Einen Aufsatz mit dem Titel „Europa muss wieder gerechter werden“ hätte wahrscheinlich auch Werner Faymann mit ein wenig Unterstützung von Markus Marterbauer zusammengebracht. Faymannesk muten auch Sätze an wie „Wir brauchen mehr Wachstum und wieder jene Art von Wachstum, das, wie die Gezeiten am Meer, alle Boote hebt und nicht nur ein paar wenige Yachten.“
Aber wir wollen nicht ungerecht sein. Und uns den Text mit dem Titel „Europa muss wieder gerechter werden“, erschienen am Montag in der „FAZ“, noch einmal genauer ansehen.
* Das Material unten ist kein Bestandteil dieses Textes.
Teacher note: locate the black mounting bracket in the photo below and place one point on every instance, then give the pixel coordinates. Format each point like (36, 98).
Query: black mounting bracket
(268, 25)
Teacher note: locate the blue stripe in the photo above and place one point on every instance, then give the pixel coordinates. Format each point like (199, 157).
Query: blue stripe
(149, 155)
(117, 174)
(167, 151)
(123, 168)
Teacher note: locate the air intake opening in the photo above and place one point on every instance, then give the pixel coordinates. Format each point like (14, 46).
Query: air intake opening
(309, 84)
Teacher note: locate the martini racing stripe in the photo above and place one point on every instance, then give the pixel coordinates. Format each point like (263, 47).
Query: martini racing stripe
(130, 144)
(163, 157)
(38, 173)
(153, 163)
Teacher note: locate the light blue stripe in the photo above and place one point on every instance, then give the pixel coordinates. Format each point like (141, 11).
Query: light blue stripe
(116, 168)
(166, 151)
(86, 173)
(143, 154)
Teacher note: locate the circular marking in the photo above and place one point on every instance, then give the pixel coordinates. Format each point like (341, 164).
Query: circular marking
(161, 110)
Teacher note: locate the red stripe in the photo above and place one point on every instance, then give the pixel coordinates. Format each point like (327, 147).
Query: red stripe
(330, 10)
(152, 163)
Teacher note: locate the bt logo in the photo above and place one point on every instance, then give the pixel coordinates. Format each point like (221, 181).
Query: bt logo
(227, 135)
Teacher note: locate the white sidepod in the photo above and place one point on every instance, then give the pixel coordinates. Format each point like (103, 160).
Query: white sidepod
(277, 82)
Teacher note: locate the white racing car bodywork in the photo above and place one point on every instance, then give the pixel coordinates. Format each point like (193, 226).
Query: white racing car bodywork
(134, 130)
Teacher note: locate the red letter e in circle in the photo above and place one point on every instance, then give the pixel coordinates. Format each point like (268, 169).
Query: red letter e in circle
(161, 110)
Geschrieben hat ihn Christian Kern. Angeblich selbst. In mehreren Tranchen. Er hatte einige Tage Zeit dafür. Und immer wieder, wenn es die Zeit zuließ, ein paar Absätze verfasst. Am Ende wurde eine ganze großformatige Zeitungsseite draus.

Er hat sich jedenfalls nicht der „FAZ“ angedient. Er wurde gefragt. Die Serie „Zerfällt Europa?“, in deren Rahmen sein Essay erschien, läuft schon länger. Auch Wolfgang Schäuble, Martin Schulz und Viktor Orbán haben bereits Texte geliefert. „Ein Panoptikum der Freudlosigkeit“ wie Kern in seinem Text übrigens schreibt.

Und der Kern-Essay hätte in Routine-Zeiten wohl nicht jene Aufregung ausgelöst, die er innenpolitisch – mit Neuwahlen am Horizont – nun ausgelöst hat. Dass Kern die ÖVP nicht fragen muss, bevor er so einen Text veröffentlicht, sollte eine Selbstverständlichkeit sein. Und inhaltlich? Dass er neue Schulden machen will, davon steht in Kerns Text kein Wort. Allerdings: Man kann von Kerns Forderung nach neuen Investitionen darauf schließen, denn von irgendwo muss das Geld ja herkommen.

Sonst kann der Text allerdings nicht allzu sehr überraschen, wenn man mitbedenkt, dass Kern eben Sozialdemokrat ist. Er vertritt hier eine linke Mainstream-Position. Zum Vergleich: Tony Blairs Dritter Weg war nicht linker Mainstream. Kerns Weg ist es: Die Lasten aus den Gewinnen der Globalisierung müssten gerechter verteilt werden. Investitionen der öffentlichen Hand würden mehr Arbeitsplätze schaffen. Ungleichheit bremse Wachstum. Austerität schade. Konzerne wie Apple müssten mehr Steuern zahlen.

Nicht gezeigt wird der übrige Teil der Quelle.